I asked WHY was the U.S.A part deemed necessary to include onstage as the official logo is just Festpac Guam, and the reply was because of GVB – Guam Visitors Bureau. Tourism (as it turns out) contributes to 50% of the country’s economy.
GVB have tried to coin the “Håfa Adai Spirit” which is a direct steal from the “Aloha Spirit” of Hawaii. It feels disingenuous. Fabricated. Constructed.
A feature of last night’s “Contact” Fashion Show was a parade of dresses from the colonial Spanish influenced era, the mestiza that are similar to the puffy shouldered dresses also found in the Commonwealth of Northern Marianas Islands (and as it turns out, The Phillippines).
A dance performed by Inetnon Gef Pa’go (choreographed by Vince Reyes) was full of vim and vigor, as a dozen young Chamorro boys played cheekily with the audience in Spanish suits hitting, spinning and jumping on buckets. I sat there asking what was going on, as my mind couldn’t read or translate the cultural mishmash. Apparently the references were “traditional” to Guam’s Spanish era, and that this group had won several international folkloric competitions putting Guam on the map (and earning Reyes a Master of Dance distinction from the government). But still, it was a character dance – well performed – but in that joyful performance I wondered if there was a word for brown face playing Spanish face?

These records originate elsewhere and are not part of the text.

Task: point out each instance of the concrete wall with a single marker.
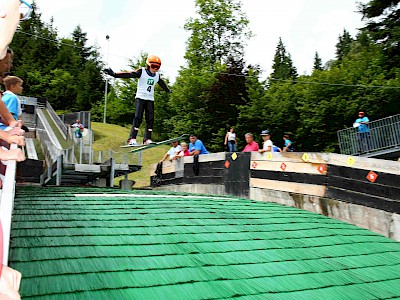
(337, 186)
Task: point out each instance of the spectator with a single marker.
(196, 146)
(6, 117)
(251, 144)
(144, 103)
(363, 132)
(173, 151)
(230, 140)
(268, 146)
(183, 152)
(78, 129)
(288, 144)
(14, 87)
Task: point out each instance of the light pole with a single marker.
(106, 89)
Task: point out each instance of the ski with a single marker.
(152, 145)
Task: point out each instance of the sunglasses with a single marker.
(25, 10)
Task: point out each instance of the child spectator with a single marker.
(183, 152)
(173, 151)
(14, 87)
(230, 140)
(196, 146)
(268, 146)
(288, 144)
(78, 129)
(251, 144)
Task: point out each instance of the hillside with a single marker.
(109, 136)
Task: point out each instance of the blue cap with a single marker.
(265, 132)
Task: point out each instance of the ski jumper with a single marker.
(144, 102)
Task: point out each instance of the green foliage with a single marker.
(220, 32)
(384, 27)
(65, 70)
(283, 67)
(343, 45)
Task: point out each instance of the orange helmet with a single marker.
(153, 61)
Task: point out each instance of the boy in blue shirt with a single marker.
(363, 134)
(14, 87)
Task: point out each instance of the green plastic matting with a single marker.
(90, 243)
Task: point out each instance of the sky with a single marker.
(135, 26)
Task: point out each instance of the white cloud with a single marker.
(305, 26)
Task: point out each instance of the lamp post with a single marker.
(106, 88)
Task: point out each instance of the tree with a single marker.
(384, 27)
(283, 65)
(343, 45)
(208, 93)
(219, 33)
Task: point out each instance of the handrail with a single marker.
(7, 204)
(384, 134)
(61, 126)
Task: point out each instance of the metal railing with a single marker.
(83, 116)
(60, 124)
(7, 204)
(383, 135)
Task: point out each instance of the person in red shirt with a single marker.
(251, 144)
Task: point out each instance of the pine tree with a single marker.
(343, 46)
(283, 65)
(383, 26)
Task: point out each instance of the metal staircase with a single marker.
(69, 160)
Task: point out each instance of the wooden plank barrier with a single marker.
(295, 172)
(363, 181)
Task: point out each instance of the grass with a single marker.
(111, 137)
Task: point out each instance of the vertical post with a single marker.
(59, 170)
(112, 170)
(90, 147)
(80, 150)
(106, 88)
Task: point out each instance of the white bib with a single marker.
(146, 84)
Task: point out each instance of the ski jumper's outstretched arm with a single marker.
(127, 74)
(164, 86)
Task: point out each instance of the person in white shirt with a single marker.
(268, 146)
(230, 140)
(144, 103)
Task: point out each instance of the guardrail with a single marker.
(60, 124)
(7, 204)
(384, 135)
(83, 116)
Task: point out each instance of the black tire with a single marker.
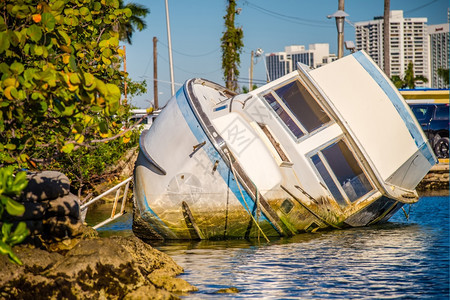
(441, 148)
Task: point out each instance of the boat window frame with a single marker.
(280, 154)
(297, 122)
(318, 151)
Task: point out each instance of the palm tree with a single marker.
(231, 47)
(443, 73)
(136, 21)
(409, 80)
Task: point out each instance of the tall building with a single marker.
(439, 52)
(408, 43)
(282, 63)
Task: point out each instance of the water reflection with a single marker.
(395, 260)
(400, 259)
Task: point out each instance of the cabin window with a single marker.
(301, 103)
(328, 180)
(283, 157)
(341, 173)
(284, 116)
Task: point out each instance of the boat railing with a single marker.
(124, 185)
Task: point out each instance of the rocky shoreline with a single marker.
(65, 259)
(96, 268)
(436, 179)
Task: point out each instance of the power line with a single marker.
(162, 81)
(191, 55)
(292, 19)
(420, 7)
(190, 72)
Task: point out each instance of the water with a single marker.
(406, 259)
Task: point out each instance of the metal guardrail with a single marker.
(118, 190)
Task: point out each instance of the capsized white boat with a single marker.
(327, 148)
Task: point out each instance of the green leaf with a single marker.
(10, 146)
(6, 249)
(74, 78)
(4, 41)
(17, 67)
(103, 127)
(14, 208)
(19, 234)
(34, 32)
(97, 6)
(107, 52)
(113, 92)
(57, 6)
(48, 21)
(6, 230)
(67, 148)
(64, 36)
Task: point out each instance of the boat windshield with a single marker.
(297, 108)
(341, 173)
(303, 105)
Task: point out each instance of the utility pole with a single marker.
(340, 15)
(169, 40)
(340, 26)
(155, 74)
(386, 39)
(251, 73)
(125, 86)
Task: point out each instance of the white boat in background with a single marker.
(327, 148)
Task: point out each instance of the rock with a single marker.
(108, 268)
(45, 185)
(68, 205)
(61, 227)
(230, 290)
(172, 284)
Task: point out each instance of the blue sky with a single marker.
(197, 26)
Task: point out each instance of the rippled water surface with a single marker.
(406, 259)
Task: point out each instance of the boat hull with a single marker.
(215, 165)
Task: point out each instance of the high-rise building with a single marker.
(408, 43)
(439, 52)
(282, 63)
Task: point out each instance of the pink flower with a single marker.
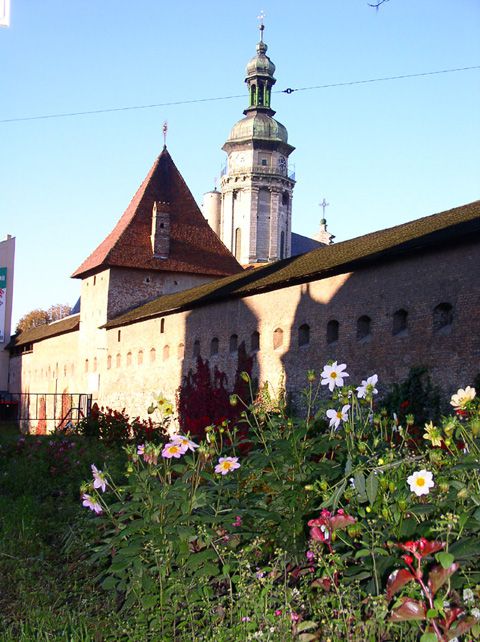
(99, 480)
(226, 464)
(90, 503)
(173, 449)
(184, 441)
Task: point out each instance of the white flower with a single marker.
(462, 397)
(421, 482)
(336, 416)
(368, 387)
(333, 375)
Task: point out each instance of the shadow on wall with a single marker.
(216, 355)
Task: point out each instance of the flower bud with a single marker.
(475, 427)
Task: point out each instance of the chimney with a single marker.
(160, 237)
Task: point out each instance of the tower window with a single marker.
(234, 343)
(304, 335)
(196, 348)
(333, 327)
(442, 317)
(399, 322)
(277, 338)
(238, 243)
(214, 347)
(364, 327)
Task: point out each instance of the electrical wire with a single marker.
(289, 90)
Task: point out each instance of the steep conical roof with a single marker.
(194, 246)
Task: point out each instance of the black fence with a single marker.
(50, 410)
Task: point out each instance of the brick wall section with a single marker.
(416, 284)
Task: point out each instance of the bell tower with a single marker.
(256, 185)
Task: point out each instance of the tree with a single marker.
(39, 317)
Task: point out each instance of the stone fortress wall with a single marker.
(420, 310)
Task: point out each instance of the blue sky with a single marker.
(380, 153)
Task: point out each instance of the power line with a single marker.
(289, 90)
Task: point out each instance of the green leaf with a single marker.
(445, 559)
(306, 626)
(372, 487)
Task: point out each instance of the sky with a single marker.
(380, 153)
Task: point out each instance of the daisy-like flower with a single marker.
(367, 387)
(433, 434)
(333, 375)
(460, 400)
(90, 503)
(336, 416)
(173, 449)
(184, 441)
(421, 482)
(99, 479)
(226, 464)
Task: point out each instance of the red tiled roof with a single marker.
(194, 246)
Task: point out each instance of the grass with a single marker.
(47, 589)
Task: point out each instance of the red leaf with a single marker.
(462, 627)
(396, 580)
(439, 575)
(409, 610)
(341, 521)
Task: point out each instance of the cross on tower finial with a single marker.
(165, 130)
(323, 205)
(261, 18)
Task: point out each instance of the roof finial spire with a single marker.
(261, 18)
(165, 130)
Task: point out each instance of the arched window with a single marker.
(399, 322)
(333, 328)
(214, 346)
(233, 344)
(277, 338)
(364, 327)
(442, 317)
(304, 334)
(196, 348)
(238, 243)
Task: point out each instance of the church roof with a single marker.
(45, 331)
(438, 230)
(194, 246)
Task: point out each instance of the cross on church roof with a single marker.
(261, 18)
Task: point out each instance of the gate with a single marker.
(45, 412)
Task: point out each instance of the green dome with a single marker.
(259, 126)
(260, 65)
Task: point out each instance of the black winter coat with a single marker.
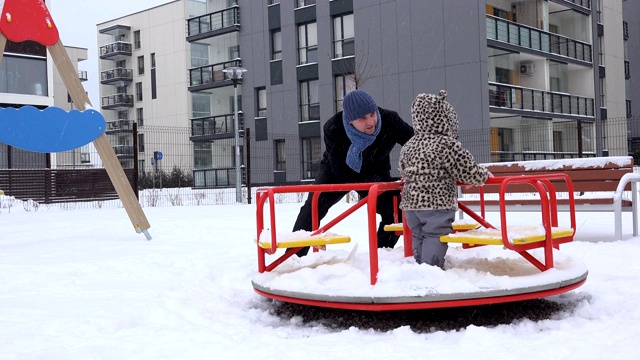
(376, 164)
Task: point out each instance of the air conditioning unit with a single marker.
(527, 68)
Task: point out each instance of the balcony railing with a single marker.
(117, 74)
(82, 75)
(116, 48)
(627, 70)
(116, 101)
(532, 38)
(224, 177)
(516, 97)
(210, 73)
(120, 125)
(213, 21)
(214, 125)
(123, 150)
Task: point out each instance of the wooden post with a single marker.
(102, 145)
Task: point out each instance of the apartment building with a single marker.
(533, 79)
(28, 76)
(78, 158)
(143, 70)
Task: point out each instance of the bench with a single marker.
(599, 185)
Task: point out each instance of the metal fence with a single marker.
(172, 179)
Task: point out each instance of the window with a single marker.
(276, 45)
(301, 3)
(343, 44)
(140, 116)
(309, 105)
(140, 142)
(281, 156)
(234, 52)
(202, 154)
(140, 65)
(307, 44)
(201, 104)
(136, 39)
(261, 102)
(138, 91)
(310, 157)
(123, 115)
(344, 85)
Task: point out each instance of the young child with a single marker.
(431, 162)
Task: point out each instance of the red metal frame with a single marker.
(540, 183)
(267, 194)
(424, 304)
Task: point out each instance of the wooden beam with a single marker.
(107, 155)
(3, 44)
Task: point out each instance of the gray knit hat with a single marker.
(357, 104)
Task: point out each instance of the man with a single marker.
(358, 141)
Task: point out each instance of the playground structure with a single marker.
(546, 239)
(23, 20)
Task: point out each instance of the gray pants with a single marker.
(427, 226)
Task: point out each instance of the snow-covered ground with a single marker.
(81, 284)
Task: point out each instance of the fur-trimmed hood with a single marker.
(432, 114)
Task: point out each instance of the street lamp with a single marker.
(235, 74)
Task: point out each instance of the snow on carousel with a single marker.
(526, 264)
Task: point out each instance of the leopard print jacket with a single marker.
(433, 160)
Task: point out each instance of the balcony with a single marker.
(123, 151)
(213, 24)
(214, 127)
(531, 38)
(116, 75)
(627, 70)
(211, 76)
(82, 75)
(119, 125)
(115, 51)
(117, 101)
(210, 178)
(525, 99)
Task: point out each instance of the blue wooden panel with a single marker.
(49, 130)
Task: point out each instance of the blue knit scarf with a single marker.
(359, 142)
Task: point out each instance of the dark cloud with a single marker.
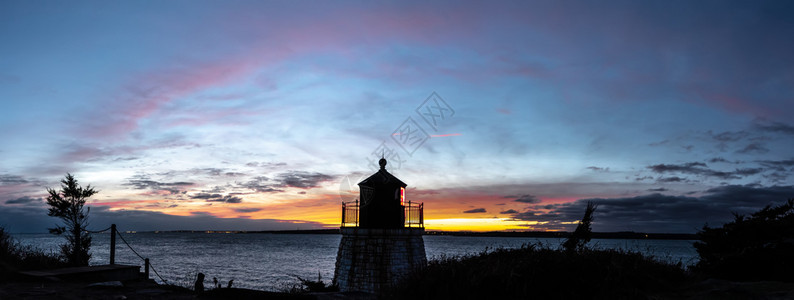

There are so many strange cultural dilemmas being played out here, it’s mind boggling if you are not swayed by the asphyxiation of “nostalgia” which seems a common affliction. I asked if they could imagine Maori boys ever doing a “British era” dance as demonstrative of “tradition” in this day and age, and quite frankly I just don’t think hell hath frozen over in “New Zealand, U.K” just yet.